Finance Bill 2020 – The good and the bad

Following consultation, next year’s Finance Bill will feature two key changes, and if business find themselves affected, they need to act now.

Higgs & Sons’ Jade Edgar, who for a decade worked at HMRC, said there is a only a very short window of opportunity for businesses to put plans in place.

Here Jade looks at two key changes following a consultation on the Stamp Duty (SD) and Stamp Duty Reserve Tax (SDRT) consideration rules.

First, the good news.

Avoiding double charge on partition demergers

Following concerns raised, existing legislation is to be amended to remove the double SD charge which typically arises on capital reduction partition demergers.

Due to the wide-ranging anti-avoidance provision under section 77A of the Finance Act 1986, demergers which result in a change of ownership of the acquiring company are often hit with a double charge to SD (arising on both the acquisition of the target company and the acquiring company).

The new draft legislation will limit the scope of s77A and will prevent s77A applying where a person has held 25% of the issued share capital of the target company throughout the three-year period ending with the initial first stage share for share exchange.

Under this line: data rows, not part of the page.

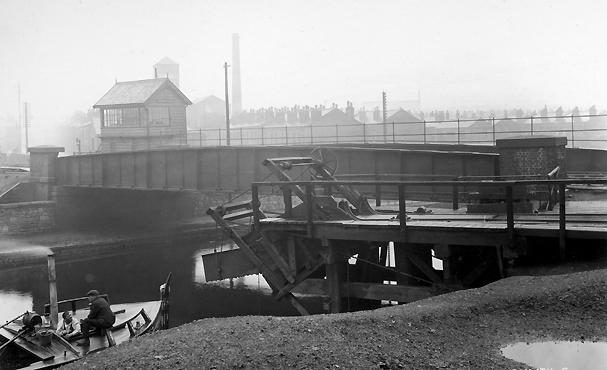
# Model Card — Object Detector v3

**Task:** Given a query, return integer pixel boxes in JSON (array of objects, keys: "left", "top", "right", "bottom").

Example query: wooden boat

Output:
[{"left": 0, "top": 273, "right": 171, "bottom": 369}]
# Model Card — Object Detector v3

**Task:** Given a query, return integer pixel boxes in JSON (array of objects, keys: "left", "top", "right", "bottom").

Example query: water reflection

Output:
[
  {"left": 502, "top": 340, "right": 607, "bottom": 370},
  {"left": 0, "top": 290, "right": 33, "bottom": 320},
  {"left": 0, "top": 239, "right": 322, "bottom": 326}
]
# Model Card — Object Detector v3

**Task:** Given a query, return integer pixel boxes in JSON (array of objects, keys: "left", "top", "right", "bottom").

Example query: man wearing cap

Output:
[
  {"left": 57, "top": 310, "right": 81, "bottom": 339},
  {"left": 76, "top": 290, "right": 116, "bottom": 347}
]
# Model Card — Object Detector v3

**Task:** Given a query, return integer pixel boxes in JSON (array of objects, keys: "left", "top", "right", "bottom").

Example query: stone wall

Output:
[
  {"left": 0, "top": 182, "right": 37, "bottom": 204},
  {"left": 0, "top": 201, "right": 55, "bottom": 234}
]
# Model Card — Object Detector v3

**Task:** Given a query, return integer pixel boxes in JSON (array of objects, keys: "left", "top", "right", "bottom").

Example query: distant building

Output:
[
  {"left": 387, "top": 108, "right": 420, "bottom": 123},
  {"left": 315, "top": 107, "right": 361, "bottom": 125},
  {"left": 187, "top": 95, "right": 226, "bottom": 130},
  {"left": 93, "top": 78, "right": 192, "bottom": 152},
  {"left": 154, "top": 57, "right": 180, "bottom": 87}
]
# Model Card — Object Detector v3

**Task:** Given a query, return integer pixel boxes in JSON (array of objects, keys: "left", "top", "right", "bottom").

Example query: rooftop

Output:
[{"left": 93, "top": 78, "right": 191, "bottom": 108}]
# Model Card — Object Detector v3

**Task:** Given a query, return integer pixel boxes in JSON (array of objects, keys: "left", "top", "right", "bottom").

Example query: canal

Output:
[{"left": 0, "top": 236, "right": 324, "bottom": 326}]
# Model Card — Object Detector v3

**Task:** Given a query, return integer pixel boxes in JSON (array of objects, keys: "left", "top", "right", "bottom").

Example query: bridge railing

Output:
[
  {"left": 188, "top": 114, "right": 607, "bottom": 149},
  {"left": 251, "top": 178, "right": 607, "bottom": 259}
]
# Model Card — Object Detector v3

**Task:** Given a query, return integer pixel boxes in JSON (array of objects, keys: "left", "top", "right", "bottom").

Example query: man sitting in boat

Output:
[
  {"left": 57, "top": 310, "right": 81, "bottom": 339},
  {"left": 76, "top": 290, "right": 116, "bottom": 347}
]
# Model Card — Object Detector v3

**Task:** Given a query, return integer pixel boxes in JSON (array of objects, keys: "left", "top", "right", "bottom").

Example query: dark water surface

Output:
[{"left": 0, "top": 238, "right": 324, "bottom": 326}]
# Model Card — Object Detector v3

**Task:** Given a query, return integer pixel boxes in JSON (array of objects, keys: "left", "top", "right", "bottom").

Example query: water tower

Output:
[{"left": 154, "top": 57, "right": 180, "bottom": 87}]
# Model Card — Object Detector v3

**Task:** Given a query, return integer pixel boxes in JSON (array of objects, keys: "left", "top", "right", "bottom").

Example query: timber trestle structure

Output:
[
  {"left": 205, "top": 155, "right": 607, "bottom": 315},
  {"left": 206, "top": 156, "right": 378, "bottom": 314}
]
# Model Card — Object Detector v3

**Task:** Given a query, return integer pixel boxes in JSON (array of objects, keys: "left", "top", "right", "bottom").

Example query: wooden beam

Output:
[
  {"left": 326, "top": 241, "right": 342, "bottom": 313},
  {"left": 275, "top": 256, "right": 325, "bottom": 299},
  {"left": 292, "top": 279, "right": 436, "bottom": 302},
  {"left": 280, "top": 224, "right": 509, "bottom": 246},
  {"left": 287, "top": 236, "right": 297, "bottom": 273},
  {"left": 258, "top": 235, "right": 296, "bottom": 283},
  {"left": 559, "top": 183, "right": 566, "bottom": 260},
  {"left": 407, "top": 253, "right": 442, "bottom": 284}
]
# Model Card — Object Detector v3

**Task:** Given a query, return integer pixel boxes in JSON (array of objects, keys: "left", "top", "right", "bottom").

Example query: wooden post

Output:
[
  {"left": 434, "top": 244, "right": 453, "bottom": 284},
  {"left": 310, "top": 124, "right": 314, "bottom": 145},
  {"left": 252, "top": 184, "right": 260, "bottom": 230},
  {"left": 283, "top": 186, "right": 292, "bottom": 218},
  {"left": 305, "top": 184, "right": 314, "bottom": 237},
  {"left": 452, "top": 180, "right": 459, "bottom": 210},
  {"left": 326, "top": 240, "right": 342, "bottom": 313},
  {"left": 570, "top": 115, "right": 575, "bottom": 148},
  {"left": 375, "top": 174, "right": 381, "bottom": 207},
  {"left": 47, "top": 254, "right": 58, "bottom": 330},
  {"left": 559, "top": 183, "right": 566, "bottom": 260},
  {"left": 423, "top": 120, "right": 426, "bottom": 144},
  {"left": 285, "top": 125, "right": 288, "bottom": 145},
  {"left": 399, "top": 184, "right": 406, "bottom": 231},
  {"left": 506, "top": 185, "right": 514, "bottom": 230},
  {"left": 224, "top": 61, "right": 231, "bottom": 146},
  {"left": 530, "top": 115, "right": 534, "bottom": 136},
  {"left": 287, "top": 236, "right": 297, "bottom": 273}
]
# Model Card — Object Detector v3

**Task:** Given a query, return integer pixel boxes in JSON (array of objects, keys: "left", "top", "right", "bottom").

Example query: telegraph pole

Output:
[
  {"left": 224, "top": 62, "right": 231, "bottom": 146},
  {"left": 17, "top": 85, "right": 22, "bottom": 153},
  {"left": 24, "top": 102, "right": 29, "bottom": 151},
  {"left": 382, "top": 91, "right": 387, "bottom": 123},
  {"left": 382, "top": 91, "right": 388, "bottom": 142}
]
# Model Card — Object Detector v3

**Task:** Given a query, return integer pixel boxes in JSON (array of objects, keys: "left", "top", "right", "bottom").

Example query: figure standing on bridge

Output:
[{"left": 77, "top": 290, "right": 116, "bottom": 346}]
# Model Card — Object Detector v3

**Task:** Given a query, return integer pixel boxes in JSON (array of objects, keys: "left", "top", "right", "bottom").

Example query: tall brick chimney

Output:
[{"left": 232, "top": 33, "right": 242, "bottom": 115}]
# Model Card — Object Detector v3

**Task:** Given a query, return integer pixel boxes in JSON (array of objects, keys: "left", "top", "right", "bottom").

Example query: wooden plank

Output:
[
  {"left": 258, "top": 237, "right": 296, "bottom": 283},
  {"left": 223, "top": 209, "right": 254, "bottom": 221}
]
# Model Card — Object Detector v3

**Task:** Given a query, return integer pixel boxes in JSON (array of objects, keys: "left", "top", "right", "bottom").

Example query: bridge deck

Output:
[{"left": 259, "top": 211, "right": 607, "bottom": 245}]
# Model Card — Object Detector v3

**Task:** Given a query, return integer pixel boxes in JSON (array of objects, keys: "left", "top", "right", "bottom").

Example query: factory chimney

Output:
[{"left": 231, "top": 33, "right": 242, "bottom": 115}]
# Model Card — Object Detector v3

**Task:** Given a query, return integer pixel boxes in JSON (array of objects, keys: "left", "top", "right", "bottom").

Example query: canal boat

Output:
[{"left": 0, "top": 273, "right": 171, "bottom": 369}]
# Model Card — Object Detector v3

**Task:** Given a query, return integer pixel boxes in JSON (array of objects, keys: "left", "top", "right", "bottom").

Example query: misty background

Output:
[{"left": 1, "top": 0, "right": 606, "bottom": 154}]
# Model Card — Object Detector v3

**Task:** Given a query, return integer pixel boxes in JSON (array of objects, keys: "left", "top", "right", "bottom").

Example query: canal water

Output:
[
  {"left": 502, "top": 340, "right": 607, "bottom": 369},
  {"left": 0, "top": 237, "right": 324, "bottom": 326}
]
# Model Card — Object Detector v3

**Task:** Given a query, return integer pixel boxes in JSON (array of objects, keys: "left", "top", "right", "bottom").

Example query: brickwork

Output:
[
  {"left": 0, "top": 201, "right": 55, "bottom": 234},
  {"left": 497, "top": 136, "right": 567, "bottom": 177},
  {"left": 499, "top": 146, "right": 566, "bottom": 176}
]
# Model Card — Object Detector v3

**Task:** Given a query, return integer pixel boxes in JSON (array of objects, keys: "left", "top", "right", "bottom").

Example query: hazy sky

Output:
[{"left": 1, "top": 0, "right": 606, "bottom": 125}]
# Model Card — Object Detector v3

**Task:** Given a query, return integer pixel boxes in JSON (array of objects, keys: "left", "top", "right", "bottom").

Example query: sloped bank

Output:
[{"left": 61, "top": 269, "right": 607, "bottom": 369}]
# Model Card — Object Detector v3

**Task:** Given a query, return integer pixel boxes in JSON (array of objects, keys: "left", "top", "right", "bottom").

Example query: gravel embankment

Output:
[{"left": 61, "top": 269, "right": 607, "bottom": 369}]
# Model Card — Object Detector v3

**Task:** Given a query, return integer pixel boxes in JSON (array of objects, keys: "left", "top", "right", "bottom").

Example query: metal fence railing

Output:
[
  {"left": 252, "top": 177, "right": 607, "bottom": 259},
  {"left": 187, "top": 114, "right": 607, "bottom": 149}
]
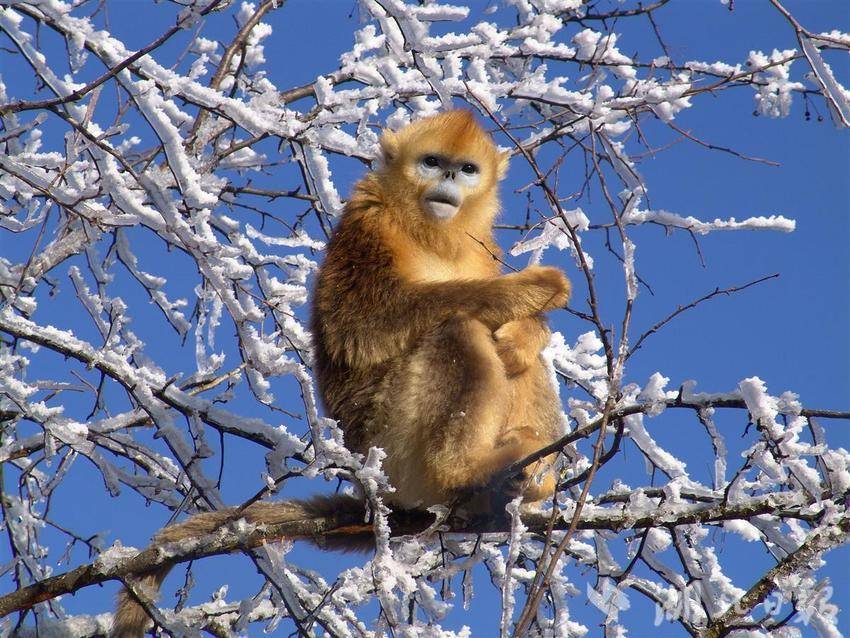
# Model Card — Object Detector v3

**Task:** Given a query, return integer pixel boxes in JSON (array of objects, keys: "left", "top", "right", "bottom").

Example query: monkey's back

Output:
[{"left": 310, "top": 207, "right": 409, "bottom": 453}]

This change is to have effect for instruments of transfer executed on or after the date on which the Finance Bill 2020 obtains Royal Assent.

Next, the bad news.

Deemed market value rule

In an attempt to tackle what HMRC consider to be contrived arrangements, draft legislation has now been published for inclusion in the Finance Bill 2020 which will apply a deemed ‘market value’ rule to transfers of unlisted shares and securities to connected companies where certain conditions are met.

The market value rule will only apply where the consideration for the transfer is wholly or partly an issue of shares by the purchaser and will not apply to capital contributions or distributions, including distributions in specie of unlisted shares. Where the conditions are met, the value of the consideration for SD purposes will be deemed to be equal to the higher of the actual consideration and the market value of the unlisted shares.

The original consultation had proposed extending the market value rule to transfers of shares and securities to connected persons other than companies. However, following respondents concerns namely, costs and administrative burdens, the draft legislation is narrowly targeted to connected companies only.

While this provision is intended to be narrowly targeted, the change is likely to have a considerable cost implication for certain corporate transactions. Techniques and planning known as ‘stamp duty swamping’, which is based on legislation dating back to 1851, are often used to mitigate or eliminate stamp duty on certain corporate reorganisations. From April 2020, this planning will no longer be available and therefore there is a short window of opportunity to implement and execute this planning now.